Friday, May 16, 2008

Mothering

Last Sunday was Mother's Day and the family was together again, minus a few grandchildren (Karalyn, Ben, Crystal, Jon). Mom tried to get to get up, but it was too challenging and she spent the day in reclined comfort while the rest of us roamed in and out of her room. She received lovely plants: a Sun Star from Bill and Pattie, a cactus garden from Tina and Mike, a Freesia from Pat, an African Violet from Aunt Dorothy, and a Gerbera Daisy arrangement from Tami and Dan. Her room is surrounded with life.

We had a nice buffet-style lunch of ham, pasta salad, deviled eggs, meatballs, and potato salad. Mom ate and drank little, but she had a some ham later in the day.

Hospice began services on Tuesday. They introduced themselves and discussed medications and respite services. It sounds like respite has to be pre-arranged way in advance and on a regular schedule because they use volunteers.
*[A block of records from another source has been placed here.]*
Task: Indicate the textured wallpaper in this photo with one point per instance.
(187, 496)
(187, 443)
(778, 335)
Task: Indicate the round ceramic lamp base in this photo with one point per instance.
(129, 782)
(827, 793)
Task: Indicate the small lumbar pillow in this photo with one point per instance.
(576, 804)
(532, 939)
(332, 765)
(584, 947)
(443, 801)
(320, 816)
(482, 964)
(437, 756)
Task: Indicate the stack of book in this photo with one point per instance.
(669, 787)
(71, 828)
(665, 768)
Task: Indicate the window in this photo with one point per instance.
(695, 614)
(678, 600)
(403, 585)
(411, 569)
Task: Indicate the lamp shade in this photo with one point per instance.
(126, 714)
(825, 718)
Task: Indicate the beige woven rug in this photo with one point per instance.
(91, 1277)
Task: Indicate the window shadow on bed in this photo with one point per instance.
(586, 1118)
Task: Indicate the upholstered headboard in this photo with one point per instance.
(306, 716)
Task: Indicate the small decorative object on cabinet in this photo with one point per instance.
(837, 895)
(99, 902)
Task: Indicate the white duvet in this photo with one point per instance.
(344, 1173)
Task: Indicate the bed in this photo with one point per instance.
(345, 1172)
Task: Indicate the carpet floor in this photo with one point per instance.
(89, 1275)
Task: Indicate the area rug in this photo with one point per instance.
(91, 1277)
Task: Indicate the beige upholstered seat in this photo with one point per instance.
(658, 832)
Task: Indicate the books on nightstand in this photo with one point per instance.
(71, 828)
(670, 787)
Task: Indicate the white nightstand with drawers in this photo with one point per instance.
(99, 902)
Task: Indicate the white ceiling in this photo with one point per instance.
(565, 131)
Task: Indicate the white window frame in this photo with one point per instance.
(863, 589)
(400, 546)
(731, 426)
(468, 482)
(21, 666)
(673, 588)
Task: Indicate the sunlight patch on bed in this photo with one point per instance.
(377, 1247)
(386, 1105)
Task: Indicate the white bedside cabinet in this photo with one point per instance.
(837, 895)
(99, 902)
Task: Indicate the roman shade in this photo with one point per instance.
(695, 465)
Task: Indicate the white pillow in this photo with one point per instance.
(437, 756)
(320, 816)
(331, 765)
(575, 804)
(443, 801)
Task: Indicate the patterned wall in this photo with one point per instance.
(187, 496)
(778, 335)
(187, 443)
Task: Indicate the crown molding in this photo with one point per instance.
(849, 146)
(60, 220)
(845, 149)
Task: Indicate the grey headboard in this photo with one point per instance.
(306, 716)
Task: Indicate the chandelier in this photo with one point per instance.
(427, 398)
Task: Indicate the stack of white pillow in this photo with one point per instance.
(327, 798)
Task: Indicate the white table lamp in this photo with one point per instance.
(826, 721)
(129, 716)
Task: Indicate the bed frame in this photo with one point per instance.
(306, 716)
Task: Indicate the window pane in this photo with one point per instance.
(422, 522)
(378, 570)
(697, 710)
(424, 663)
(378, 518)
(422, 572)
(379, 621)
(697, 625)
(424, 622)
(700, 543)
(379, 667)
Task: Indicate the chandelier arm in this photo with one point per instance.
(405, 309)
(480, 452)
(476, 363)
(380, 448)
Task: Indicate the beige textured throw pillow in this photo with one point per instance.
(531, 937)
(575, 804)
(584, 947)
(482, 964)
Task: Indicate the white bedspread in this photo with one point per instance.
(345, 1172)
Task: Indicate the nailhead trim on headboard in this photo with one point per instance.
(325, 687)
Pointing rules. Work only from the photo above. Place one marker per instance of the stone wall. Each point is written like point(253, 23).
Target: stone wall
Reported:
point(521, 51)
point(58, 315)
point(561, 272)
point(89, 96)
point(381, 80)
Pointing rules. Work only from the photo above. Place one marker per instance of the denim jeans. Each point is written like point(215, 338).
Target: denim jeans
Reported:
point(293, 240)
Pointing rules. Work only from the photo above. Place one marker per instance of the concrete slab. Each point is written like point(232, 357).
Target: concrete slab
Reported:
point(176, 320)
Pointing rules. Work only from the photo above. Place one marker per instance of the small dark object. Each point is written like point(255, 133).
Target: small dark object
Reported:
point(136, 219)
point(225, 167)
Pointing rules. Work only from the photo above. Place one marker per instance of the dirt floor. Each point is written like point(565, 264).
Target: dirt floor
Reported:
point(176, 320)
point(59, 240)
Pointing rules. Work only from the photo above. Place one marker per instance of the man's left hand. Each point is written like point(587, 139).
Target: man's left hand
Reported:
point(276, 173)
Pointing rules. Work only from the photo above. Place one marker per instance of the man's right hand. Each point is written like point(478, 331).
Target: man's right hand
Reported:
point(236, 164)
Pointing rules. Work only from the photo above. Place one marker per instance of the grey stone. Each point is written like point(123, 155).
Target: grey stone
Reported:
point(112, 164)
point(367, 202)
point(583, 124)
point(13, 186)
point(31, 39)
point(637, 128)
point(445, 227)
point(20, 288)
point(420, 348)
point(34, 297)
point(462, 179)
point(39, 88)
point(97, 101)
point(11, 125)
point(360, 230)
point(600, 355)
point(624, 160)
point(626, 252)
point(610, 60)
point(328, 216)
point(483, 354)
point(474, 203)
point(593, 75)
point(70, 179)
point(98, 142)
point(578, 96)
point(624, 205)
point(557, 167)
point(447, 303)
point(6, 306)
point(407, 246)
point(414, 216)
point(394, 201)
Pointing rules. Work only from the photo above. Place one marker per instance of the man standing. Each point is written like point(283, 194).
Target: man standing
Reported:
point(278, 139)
This may not help Suzy much; we'll have to wait and see how it plays out. In the mean time, I'm looking at my calendar and planning for more days with Mom.

Mom is speaking more slowly and more shallowly, continuing to try to finish sentences. Sometimes she does. Last night I read to her from the devotional Bill and Pattie gave her for her birthday. The passage was from Peter 1:6-7. The author suggested that we receive trials and suffering as honored guests in our lives. I told Mom I thought that was an interesting way to look at it. She replied, "Yes, it certainly is. What I don't understand is...why am I like this?" It took five minutes for her to get the sentence out, but she did. When I asked her what she meant, she didn't remember. So we shared I love yous and hugged.

Wednesday was my birthday, and Mom sang to me over the phone. It went like this:
Happy birthday to you
Happy birthday to you
Happy birthday dear...
(to Suzy) ..who am I talking to again?
We all laughed. We're losing some things, but not our collective sense of humor.

Mom has become more tactile as her words have waned. She frequently examines the hem of her sheet, the fabric of her gown, touches my hair and caresses my arm as I feed her. When Suzy kissed her good night last night, Mom gave her five or six tender kisses on the cheek. She likes to hold hands. Even though she can't draw her thoughts together easily, she has no trouble saying, "I love you, Suzy." Her brain may fail her, but her soul still mothers us like she always has.